MLOps Platform for Research Lab

Introduction

What’s special about MLOps? Traditional software system discourage flexibility of random changes, it try to add guadrails everywehre, like unit tests, CI tests, integration tests, etc. It focus on repeated running the same code with failures (with different inputs, under various traffic, scale to many machines). on the contrary, ML is highly experimental, it should be take little efforts to make changes (model architecture, hyper parameters, etc). On experiment maybe only run once and discarded. MLOps platform need to provide an environment that embrace change as first-citizen, create no friction to new experiments, in the mean while, make the system robust and scalable, guardrail against failures. Strike the right balance between flexibility and robustness. depends on the system, the balance can be different, we need to make good trade-offs.

Rule #1 - Flexibility is the King

if no critical reason, always bias toward providing flexibility to ML team. as ML research velocity is a key differetiator for the company.

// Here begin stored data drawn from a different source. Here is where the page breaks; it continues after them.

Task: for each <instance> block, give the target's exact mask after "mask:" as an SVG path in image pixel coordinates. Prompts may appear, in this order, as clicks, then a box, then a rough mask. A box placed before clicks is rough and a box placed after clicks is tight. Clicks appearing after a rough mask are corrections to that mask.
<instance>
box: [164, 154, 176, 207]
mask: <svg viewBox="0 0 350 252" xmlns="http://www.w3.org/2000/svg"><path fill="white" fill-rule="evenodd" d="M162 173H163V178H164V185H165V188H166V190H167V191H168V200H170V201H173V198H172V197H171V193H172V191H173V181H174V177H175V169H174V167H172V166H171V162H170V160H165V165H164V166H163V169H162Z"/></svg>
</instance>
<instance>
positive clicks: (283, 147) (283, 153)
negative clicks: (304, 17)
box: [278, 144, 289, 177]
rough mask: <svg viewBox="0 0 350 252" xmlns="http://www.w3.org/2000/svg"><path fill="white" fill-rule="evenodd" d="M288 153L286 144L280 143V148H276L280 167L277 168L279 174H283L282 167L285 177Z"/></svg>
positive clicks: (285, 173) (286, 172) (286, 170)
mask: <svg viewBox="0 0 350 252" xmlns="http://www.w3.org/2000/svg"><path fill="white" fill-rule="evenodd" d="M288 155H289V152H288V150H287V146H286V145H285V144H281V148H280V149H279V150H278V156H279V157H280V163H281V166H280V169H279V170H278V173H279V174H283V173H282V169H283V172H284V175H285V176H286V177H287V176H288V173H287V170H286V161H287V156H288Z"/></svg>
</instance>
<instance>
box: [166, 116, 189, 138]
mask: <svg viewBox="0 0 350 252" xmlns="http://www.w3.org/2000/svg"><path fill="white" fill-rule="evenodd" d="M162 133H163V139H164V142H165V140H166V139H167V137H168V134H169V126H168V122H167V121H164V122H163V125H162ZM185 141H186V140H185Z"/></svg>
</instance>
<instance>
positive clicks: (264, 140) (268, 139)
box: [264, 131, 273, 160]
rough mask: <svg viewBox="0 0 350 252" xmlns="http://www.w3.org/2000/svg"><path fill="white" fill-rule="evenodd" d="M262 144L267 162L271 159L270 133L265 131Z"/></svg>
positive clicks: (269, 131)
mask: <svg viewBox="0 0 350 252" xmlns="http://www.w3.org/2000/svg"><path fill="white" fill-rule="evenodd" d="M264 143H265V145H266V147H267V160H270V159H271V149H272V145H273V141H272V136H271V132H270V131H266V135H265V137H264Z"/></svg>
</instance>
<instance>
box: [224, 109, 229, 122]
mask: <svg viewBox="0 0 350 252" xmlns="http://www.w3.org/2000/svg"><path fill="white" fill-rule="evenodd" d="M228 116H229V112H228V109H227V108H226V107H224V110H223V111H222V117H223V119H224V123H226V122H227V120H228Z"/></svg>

Rule #2 - One code base, run everywhere!

Run everywhere, experiment quickly on local code, scale to large datasets and models, and deploy to production, without the same code. forster quick experimentation. biggest bottleneck if thoese environments are different.

requries:

same runtime dependencies
access to the same data on blob storage
same interface to access data
same access to GPU hardware

Rule #3 - Tracking with configuration-driven workload

Configuration driven makes code reproducible and trackable. Implement tracking system, like MLFLow to track everything

Rule #3 - Rock-solid “infrastructure”.

ML experiments is very fragile, it is easy to break, and requires many hand tuned hyper parameters. But there is certain invariant in the system that is always true, like executing a job, run jobs in parallel, allocating resource. Identify all these common “infrastracture” piece and treat them same as traditional software system, harden them to guard against failures.

Rule #4 - Gradually raise up the abstraction

Build key abstractions, not ad-hoc scripts Key abstractions: Data, training, inference, evaluation, model, job (low-level)

high-level abstractions can also serve as a bridge between research enviroment and production environment. Imagine if research team use dependencies, tools, programming pattern that is siloed from production environment, every model release will be a nightmare.

Provides CLI or UI interface

Rule #5 - GPU efficiency

GPU is expensive, make it efficient has a huge impact on the bottom line.